Scientific classification
- Kingdom: Animalia
- Phylum: Chordata
- Class: Mammalia
- Infraclass: Placentalia
- Order: Primates
- Family: Cercopithecidae
- Genus: Presbytis
- Species: P. chrysomelas
- Binomial name: Presbytis chrysomelas (S. Müller, 1838)

= Sarawak surili =

- Genus: Presbytis
- Species: chrysomelas
- Authority: (S. Müller, 1838)
- Conservation status: CR

Species of Old World monkey

The Sarawak surili, Bornean banded langur, or cross-marked langur (Presbytis chrysomelas) is a species of primate in the family Cercopithecidae.
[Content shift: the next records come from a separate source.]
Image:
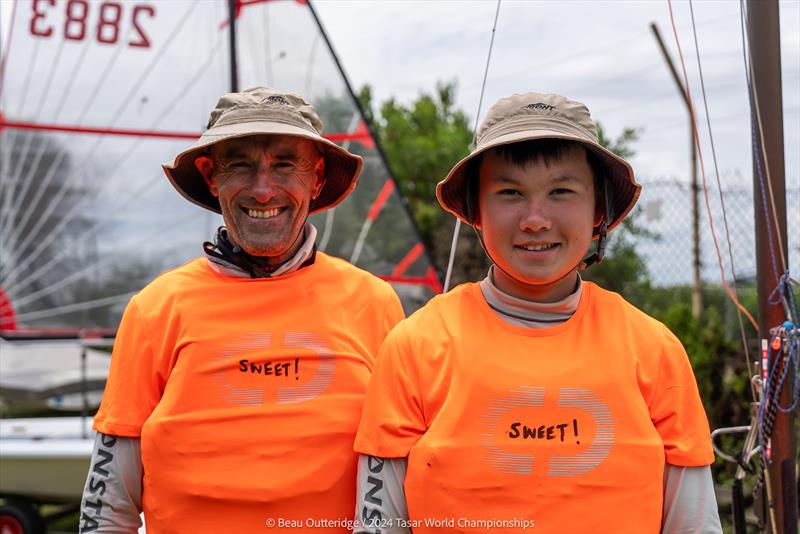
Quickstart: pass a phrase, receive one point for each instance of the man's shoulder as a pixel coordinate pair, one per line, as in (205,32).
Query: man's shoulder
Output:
(175,280)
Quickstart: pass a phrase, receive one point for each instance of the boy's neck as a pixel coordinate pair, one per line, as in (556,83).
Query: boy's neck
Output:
(553,292)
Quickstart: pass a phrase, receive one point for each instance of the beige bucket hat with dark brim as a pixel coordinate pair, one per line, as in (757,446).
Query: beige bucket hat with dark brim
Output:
(264,111)
(541,116)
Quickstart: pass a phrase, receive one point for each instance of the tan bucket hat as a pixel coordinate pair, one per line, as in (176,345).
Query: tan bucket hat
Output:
(258,111)
(541,116)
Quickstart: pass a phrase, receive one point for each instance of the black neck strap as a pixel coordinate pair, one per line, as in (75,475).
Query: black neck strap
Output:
(257,267)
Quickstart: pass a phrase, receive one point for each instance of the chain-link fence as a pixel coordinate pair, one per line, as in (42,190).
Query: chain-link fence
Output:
(665,209)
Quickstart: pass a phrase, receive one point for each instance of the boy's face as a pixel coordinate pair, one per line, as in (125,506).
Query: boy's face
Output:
(537,222)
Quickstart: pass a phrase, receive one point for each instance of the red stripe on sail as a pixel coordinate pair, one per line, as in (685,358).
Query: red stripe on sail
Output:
(412,256)
(380,201)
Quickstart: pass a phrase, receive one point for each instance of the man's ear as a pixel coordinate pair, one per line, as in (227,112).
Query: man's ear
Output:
(319,177)
(205,166)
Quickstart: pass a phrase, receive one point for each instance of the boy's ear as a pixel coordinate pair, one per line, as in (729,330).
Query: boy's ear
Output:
(598,217)
(205,166)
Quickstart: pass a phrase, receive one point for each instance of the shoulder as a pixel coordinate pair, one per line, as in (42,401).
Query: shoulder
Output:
(441,317)
(611,306)
(172,283)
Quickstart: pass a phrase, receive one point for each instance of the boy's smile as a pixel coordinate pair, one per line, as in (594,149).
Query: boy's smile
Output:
(537,221)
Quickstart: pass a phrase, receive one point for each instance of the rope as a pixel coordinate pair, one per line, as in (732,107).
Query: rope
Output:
(454,243)
(693,116)
(721,199)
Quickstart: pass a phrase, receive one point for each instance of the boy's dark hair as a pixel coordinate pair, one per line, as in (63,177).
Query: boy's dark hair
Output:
(524,153)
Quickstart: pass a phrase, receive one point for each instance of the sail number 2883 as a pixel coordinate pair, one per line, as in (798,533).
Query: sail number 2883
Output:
(108,15)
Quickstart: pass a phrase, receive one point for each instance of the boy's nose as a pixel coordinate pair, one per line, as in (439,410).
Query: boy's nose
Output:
(534,218)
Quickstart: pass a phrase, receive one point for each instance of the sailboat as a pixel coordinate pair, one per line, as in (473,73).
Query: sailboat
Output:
(94,96)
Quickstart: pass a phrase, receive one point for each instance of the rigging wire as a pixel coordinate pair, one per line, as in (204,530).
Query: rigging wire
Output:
(44,146)
(330,214)
(454,243)
(267,48)
(20,196)
(11,183)
(693,116)
(760,157)
(139,244)
(722,201)
(160,117)
(79,306)
(56,199)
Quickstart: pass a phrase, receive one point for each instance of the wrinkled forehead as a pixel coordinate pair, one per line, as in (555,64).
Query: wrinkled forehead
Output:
(257,144)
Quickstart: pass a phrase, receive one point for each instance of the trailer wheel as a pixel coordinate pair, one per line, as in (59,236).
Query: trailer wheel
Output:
(20,517)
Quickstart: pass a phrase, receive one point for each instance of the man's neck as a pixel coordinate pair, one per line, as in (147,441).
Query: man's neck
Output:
(225,256)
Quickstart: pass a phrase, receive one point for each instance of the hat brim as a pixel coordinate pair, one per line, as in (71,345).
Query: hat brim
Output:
(451,192)
(341,167)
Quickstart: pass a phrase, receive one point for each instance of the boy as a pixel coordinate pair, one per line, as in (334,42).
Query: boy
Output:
(534,400)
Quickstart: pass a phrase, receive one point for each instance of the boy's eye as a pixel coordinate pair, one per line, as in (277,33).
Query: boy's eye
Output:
(509,192)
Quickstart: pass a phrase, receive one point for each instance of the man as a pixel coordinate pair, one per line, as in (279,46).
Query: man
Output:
(237,379)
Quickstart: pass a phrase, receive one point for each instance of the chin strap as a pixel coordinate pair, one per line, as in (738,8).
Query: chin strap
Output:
(602,230)
(602,241)
(225,250)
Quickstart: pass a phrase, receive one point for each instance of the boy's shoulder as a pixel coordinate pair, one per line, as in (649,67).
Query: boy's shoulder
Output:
(612,307)
(440,313)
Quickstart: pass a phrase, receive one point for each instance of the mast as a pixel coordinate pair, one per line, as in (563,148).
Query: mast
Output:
(373,134)
(232,13)
(763,29)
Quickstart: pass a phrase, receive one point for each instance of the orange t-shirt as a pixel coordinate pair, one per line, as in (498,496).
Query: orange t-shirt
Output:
(561,429)
(247,393)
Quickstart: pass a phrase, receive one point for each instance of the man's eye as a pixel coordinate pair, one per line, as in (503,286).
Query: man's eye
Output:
(239,164)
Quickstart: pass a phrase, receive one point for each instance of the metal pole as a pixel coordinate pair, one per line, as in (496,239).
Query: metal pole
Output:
(763,30)
(697,293)
(232,5)
(374,135)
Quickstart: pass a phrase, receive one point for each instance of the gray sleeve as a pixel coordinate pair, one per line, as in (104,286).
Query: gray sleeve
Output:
(380,498)
(690,506)
(112,496)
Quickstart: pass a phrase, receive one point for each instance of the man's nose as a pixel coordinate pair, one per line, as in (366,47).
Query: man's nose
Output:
(535,216)
(264,184)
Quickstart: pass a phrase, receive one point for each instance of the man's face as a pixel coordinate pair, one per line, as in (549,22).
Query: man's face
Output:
(265,185)
(537,222)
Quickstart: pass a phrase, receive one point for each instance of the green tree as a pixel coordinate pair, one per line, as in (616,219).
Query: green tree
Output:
(421,140)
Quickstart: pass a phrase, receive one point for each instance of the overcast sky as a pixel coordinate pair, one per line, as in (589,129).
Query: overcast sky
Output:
(599,52)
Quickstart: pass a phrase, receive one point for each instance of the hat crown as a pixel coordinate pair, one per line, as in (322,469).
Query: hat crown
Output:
(265,104)
(521,112)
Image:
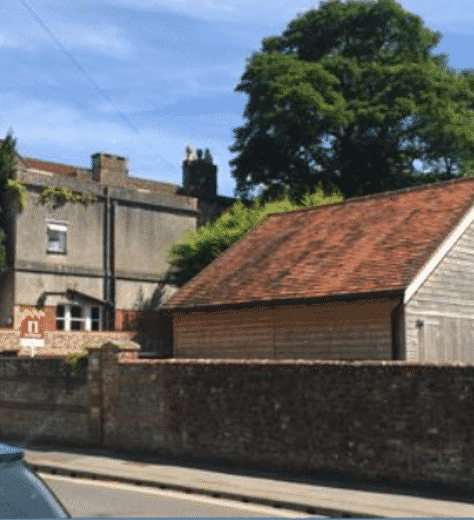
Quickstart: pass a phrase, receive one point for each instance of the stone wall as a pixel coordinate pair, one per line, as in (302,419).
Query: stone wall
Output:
(374,419)
(39,399)
(371,419)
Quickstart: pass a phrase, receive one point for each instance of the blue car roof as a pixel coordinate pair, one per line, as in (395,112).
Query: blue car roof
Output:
(9,453)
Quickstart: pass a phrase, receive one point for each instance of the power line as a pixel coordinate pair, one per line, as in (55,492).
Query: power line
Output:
(81,69)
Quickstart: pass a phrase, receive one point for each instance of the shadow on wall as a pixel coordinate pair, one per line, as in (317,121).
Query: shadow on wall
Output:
(154,330)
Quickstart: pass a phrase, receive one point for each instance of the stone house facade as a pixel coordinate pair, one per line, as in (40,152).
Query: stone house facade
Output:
(93,270)
(383,277)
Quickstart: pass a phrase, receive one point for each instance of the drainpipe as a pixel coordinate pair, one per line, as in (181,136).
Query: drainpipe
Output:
(109,278)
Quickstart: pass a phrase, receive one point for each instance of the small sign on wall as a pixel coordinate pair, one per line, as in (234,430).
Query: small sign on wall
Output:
(32,324)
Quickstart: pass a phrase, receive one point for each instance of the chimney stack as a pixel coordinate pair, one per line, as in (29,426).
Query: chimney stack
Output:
(109,169)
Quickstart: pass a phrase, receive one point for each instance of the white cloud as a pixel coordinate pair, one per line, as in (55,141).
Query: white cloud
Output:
(104,39)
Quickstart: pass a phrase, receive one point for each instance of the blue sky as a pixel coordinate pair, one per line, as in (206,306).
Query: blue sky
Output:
(170,66)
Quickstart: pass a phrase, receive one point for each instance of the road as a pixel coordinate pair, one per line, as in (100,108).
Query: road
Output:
(91,499)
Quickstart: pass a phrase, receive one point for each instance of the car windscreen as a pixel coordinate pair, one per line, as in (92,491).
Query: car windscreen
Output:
(24,495)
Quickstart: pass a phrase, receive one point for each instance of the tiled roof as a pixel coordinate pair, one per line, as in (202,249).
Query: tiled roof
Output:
(51,167)
(366,244)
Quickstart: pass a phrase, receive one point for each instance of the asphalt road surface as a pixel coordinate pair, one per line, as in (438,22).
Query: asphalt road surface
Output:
(92,499)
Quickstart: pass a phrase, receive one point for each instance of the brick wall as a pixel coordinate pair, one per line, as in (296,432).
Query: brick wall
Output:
(61,343)
(375,419)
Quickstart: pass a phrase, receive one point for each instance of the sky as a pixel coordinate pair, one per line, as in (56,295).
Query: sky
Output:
(143,78)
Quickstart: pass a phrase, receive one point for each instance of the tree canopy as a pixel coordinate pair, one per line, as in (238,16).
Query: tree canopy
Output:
(351,94)
(7,165)
(199,248)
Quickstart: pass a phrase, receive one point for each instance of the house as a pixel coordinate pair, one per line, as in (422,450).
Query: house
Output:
(386,276)
(94,270)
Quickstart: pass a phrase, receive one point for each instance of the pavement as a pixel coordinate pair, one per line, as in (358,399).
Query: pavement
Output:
(337,498)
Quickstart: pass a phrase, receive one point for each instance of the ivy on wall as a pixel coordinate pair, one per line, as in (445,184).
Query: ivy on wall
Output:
(20,191)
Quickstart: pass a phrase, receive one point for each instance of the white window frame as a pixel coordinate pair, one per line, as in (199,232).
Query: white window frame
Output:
(86,319)
(56,247)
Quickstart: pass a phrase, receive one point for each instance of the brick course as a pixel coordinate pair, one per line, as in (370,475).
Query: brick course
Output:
(377,419)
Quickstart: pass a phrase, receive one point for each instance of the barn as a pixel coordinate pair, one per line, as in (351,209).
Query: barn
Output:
(388,276)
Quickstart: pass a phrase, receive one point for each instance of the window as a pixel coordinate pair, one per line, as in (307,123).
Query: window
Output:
(56,236)
(77,317)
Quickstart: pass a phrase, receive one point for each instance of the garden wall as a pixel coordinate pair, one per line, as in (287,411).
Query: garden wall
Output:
(376,419)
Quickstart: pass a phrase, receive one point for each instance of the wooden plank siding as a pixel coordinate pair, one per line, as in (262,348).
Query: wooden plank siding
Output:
(342,330)
(439,317)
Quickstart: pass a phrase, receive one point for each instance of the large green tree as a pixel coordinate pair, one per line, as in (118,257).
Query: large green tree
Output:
(7,165)
(199,248)
(351,94)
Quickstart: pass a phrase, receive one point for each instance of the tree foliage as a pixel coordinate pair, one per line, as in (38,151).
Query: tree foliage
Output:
(7,166)
(352,94)
(199,248)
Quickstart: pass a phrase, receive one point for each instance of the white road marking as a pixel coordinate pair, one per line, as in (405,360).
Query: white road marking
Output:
(271,511)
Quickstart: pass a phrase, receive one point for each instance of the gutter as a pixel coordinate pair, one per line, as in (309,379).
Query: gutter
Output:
(108,322)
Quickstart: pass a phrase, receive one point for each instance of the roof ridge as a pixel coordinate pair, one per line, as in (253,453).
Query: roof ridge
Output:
(153,181)
(53,162)
(377,195)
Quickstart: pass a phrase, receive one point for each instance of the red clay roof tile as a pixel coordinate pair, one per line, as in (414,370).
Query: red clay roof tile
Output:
(365,244)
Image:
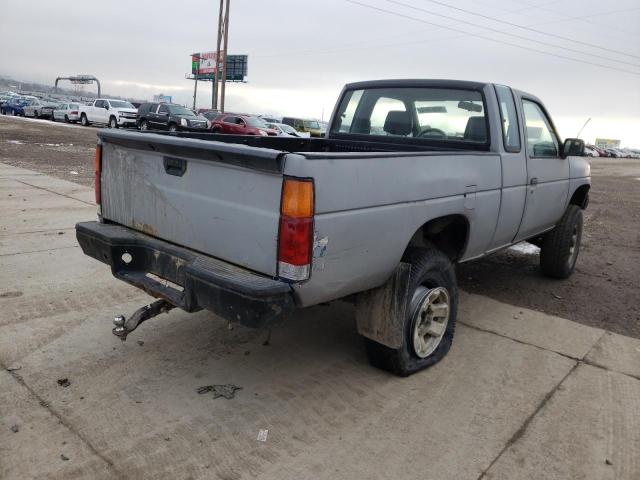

It is endemic to the southeast Asian island of Borneo, where it is distributed north of the Kapuas River in Kalimantan, Indonesia, the Malaysia states of Sarawak and Sabah, and in Brunei. Its taxonomy is complex and disputed, and it has been considered a subspecies of P. femoralis or P. melalophos. The Sarawak surili was formerly considered common, but has declined drastically due to persecution and habitat loss, and as of 2015 is only known from five sites with a combined population of 200–500 individuals. Consequently, it is believed to be one of the rarest primates in the world, and has been rated as critically endangered by IUCN.